Aether Holdings (AETH) has been one of the top companies on my "consistently consistent" bad list. If you're from around Virginia, you'll remember AETH as one of the go-go Internet stocks that came public at the top of the Internet bubble in October 1999.
AETH is an Internet bubble classic - from $400 to $5...
Aether was one of the all time great shorts of the Internet age. With $5 million in revenues and $5 million in losses, it sported a market cap of about $10 billion at the height of the bubble. It actually lasted longer than most Internet companies because it managed to do a secondary offering in October of 2000. That left the company with it's most valuable asset - cash. Unfortunately, the company managed to burn through about $600 million in cash over the next two years.
After the Internet thing didn't work out for them, the company transformed itself into a company that invested in mortgage backed securities. In June 2004, the company began investing the $140 million that it had left in real estate securities.

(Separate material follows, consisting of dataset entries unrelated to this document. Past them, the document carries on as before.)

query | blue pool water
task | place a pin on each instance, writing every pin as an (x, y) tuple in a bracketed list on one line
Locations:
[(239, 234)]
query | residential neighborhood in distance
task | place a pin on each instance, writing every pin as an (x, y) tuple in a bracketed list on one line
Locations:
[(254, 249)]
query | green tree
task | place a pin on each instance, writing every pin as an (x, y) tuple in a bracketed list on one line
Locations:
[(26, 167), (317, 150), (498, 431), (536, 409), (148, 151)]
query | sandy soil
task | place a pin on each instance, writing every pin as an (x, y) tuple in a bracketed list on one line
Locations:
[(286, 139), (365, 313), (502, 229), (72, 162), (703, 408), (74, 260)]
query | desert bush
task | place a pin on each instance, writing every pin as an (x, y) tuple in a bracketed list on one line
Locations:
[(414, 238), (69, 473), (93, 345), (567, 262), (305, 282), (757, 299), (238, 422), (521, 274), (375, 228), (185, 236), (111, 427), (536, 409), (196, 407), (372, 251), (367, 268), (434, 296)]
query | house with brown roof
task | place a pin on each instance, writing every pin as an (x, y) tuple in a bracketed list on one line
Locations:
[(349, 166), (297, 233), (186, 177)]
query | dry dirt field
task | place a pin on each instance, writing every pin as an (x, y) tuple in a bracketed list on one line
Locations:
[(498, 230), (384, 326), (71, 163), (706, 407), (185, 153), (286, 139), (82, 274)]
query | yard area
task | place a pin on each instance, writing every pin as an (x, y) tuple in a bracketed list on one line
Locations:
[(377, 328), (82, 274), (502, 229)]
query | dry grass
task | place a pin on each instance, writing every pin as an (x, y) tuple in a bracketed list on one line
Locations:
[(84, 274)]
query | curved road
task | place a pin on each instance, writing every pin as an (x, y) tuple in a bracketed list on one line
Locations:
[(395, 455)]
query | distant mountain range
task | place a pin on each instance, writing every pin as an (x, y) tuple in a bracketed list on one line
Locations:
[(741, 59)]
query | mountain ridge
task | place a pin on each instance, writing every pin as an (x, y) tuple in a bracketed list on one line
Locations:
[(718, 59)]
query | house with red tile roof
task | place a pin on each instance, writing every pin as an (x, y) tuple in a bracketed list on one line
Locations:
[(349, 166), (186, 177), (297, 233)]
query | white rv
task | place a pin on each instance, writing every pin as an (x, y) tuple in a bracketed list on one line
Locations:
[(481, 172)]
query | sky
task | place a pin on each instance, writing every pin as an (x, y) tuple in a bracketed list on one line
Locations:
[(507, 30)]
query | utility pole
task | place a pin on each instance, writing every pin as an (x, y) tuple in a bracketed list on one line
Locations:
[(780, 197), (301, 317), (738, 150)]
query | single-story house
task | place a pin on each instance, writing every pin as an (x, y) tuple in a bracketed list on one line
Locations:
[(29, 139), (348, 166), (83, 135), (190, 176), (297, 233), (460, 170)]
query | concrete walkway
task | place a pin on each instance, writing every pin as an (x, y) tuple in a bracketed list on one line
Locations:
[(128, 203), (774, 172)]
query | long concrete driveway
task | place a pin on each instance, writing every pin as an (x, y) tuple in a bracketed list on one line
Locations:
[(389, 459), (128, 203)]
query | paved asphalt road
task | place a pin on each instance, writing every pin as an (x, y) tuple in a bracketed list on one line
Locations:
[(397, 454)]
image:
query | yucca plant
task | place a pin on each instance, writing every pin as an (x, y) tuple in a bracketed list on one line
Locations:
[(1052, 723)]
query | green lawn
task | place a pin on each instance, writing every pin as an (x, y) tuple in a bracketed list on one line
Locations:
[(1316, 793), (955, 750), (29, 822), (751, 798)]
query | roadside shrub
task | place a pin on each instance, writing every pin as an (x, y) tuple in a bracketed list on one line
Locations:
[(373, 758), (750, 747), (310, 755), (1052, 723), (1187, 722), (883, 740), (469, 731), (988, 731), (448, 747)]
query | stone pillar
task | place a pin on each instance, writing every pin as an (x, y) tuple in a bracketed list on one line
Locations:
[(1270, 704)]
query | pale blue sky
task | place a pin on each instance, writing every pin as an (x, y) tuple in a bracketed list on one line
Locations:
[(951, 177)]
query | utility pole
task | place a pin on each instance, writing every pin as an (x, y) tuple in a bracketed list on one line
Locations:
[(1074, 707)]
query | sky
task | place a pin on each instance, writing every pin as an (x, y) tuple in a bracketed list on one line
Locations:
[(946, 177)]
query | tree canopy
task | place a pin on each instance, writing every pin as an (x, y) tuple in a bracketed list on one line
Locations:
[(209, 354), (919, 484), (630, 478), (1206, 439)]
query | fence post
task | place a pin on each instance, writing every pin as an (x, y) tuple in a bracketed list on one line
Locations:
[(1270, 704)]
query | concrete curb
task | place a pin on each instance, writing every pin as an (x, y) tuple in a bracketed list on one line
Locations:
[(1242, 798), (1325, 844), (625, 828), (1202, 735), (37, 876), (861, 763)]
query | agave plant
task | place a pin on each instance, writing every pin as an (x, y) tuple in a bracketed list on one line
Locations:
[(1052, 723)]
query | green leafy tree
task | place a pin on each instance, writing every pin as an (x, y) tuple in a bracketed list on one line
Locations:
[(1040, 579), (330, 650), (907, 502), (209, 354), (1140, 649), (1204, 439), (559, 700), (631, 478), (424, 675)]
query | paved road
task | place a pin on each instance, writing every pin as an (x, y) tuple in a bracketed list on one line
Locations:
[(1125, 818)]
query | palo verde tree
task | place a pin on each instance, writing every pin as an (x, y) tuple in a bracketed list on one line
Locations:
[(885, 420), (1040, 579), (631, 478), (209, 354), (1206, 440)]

Once again, they managed to hit the top of the bubble.
As of this year, Aether Holdings decided to get out of the mortgage backed securities market and focus on Intellectual Property management - whatever that is.
And Tuesday morning, Aether announced they were buying "The Athlete's Foot" chain of stores. Outside of airlines, I couldn't imagine a worse business. Between online competition, razor thin margins, economic cycles and fashion risk, every athletic shoe retailer is guaranteed to go bankrupt several times during its short lifetime.
Aether has been consistently good at doing one thing - creating tax loss carry-forwards. I'm guessing this venture will be no different. Taking my own advice, I'm going to take a hard look at all the retail stocks that I own. Because when Aether's coming in, I want to be getting out.